Coalition warns of economic impact, 12,000 lost jobs
By DAWSON BELL
FREE PRESS LANSING BUREAU
Cuts in spending on road and bridge construction could cost Michigan more than 12,000 jobs over the next three years unless the state raises an additional $1 billion a year in fuel taxes and vehicle registration fees, a coalition of business, government and labor groups backing the tax hikes said Wednesday.
Without an increase, funds for road building will drop by 40% by 2009, forcing companies in the industry to relocate and layoff employees and sending ripples widely across the Michigan economy, said Mike Nystrom, vice president of the Michigan Infrastructure and Transportation Association.
“Business doesn’t want to invest in a state that doesn’t invest in infrastructure,” Nystrom said, adding that an additional $1 billion in road funding is “the minimum that the state needs.”
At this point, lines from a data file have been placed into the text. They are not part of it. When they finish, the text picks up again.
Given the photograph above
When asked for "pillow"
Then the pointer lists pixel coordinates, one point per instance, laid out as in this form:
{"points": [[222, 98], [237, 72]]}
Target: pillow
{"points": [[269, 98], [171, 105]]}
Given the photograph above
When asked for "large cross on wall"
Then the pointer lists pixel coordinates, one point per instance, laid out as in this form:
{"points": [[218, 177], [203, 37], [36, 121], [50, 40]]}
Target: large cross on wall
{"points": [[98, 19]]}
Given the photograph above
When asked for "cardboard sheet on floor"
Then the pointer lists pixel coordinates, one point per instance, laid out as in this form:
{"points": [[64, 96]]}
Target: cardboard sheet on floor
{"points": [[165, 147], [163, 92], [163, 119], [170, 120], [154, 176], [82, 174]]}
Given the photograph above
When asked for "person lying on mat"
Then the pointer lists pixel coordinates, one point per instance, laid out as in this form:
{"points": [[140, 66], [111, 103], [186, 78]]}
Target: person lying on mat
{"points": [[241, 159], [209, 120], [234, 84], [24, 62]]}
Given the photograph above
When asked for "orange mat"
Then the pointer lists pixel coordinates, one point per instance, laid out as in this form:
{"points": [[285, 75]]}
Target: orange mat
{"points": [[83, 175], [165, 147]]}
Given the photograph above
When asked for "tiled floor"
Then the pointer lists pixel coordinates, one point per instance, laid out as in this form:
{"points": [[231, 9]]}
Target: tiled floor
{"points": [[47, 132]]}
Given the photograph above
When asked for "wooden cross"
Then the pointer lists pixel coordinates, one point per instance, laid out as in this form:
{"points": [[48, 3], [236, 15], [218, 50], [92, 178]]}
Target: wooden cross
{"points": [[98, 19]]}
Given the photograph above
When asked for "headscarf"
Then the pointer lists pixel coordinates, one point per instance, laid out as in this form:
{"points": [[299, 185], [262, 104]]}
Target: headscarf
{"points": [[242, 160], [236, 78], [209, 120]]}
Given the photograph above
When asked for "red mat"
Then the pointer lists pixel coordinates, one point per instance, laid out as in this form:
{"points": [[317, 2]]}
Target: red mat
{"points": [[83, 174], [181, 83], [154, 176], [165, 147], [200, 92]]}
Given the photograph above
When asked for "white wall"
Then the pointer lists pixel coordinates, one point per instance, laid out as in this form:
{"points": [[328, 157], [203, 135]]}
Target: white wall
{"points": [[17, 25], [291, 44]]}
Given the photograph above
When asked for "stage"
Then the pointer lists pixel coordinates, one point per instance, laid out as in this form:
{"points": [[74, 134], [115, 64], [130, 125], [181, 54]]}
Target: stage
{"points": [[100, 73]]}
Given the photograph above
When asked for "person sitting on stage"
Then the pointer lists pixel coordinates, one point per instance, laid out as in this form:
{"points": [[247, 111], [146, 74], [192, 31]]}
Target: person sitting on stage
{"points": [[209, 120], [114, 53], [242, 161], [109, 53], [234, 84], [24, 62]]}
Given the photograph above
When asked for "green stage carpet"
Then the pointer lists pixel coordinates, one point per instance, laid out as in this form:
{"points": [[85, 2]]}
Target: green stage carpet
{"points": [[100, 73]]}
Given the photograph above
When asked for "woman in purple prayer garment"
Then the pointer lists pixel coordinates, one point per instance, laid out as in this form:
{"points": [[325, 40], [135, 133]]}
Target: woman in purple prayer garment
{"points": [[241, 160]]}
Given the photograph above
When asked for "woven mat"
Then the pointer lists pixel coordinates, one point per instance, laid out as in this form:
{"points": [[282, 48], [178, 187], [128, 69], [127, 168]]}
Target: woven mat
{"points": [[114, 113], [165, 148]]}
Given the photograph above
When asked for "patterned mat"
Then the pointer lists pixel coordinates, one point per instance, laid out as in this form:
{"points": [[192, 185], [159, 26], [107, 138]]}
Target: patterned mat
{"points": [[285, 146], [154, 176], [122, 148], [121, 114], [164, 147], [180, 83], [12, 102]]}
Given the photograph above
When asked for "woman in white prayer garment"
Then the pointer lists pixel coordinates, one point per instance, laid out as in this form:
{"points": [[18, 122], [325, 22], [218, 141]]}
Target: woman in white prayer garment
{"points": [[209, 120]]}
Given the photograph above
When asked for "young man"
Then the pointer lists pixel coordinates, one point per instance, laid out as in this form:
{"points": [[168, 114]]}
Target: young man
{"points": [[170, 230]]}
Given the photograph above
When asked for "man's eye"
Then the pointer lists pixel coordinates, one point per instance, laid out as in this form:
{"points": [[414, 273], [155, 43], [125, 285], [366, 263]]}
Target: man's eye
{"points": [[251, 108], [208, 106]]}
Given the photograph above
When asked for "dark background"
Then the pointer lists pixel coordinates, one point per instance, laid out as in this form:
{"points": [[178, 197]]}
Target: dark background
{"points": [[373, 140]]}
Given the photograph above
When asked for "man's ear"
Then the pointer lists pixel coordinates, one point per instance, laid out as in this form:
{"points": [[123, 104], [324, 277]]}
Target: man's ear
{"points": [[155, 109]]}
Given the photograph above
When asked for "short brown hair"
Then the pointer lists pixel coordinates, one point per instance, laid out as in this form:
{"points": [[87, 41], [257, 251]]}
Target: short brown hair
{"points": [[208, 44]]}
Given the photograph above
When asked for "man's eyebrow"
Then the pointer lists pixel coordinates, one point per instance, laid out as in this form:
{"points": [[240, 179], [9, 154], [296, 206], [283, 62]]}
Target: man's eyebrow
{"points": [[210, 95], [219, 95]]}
The coalition, which includes the state’s most influential business lobby, the Michigan Chamber of Commerce, is seeking a 9-cent increase over three years in the state’s 19 cents a gallon gas tax; a 13-cent increase in diesel taxes (currently 15 cents a gallon) over the same period; and a 50% increase in registration fees.
Nystrom called on the Legislature to act before the end of the year to prevent job losses in the 2008 construction season.
Despite some bipartisan support for the measure, legislative leaders have been wary about enacting steep increases in fuel taxes and registration during a period of high overall fuel prices and general economic anxiety. Lawmakers also fear that public reaction to a significant tax hike of any kind so soon after the controversial decision to raise the state’s income and sales taxes would be overwhelmingly negative.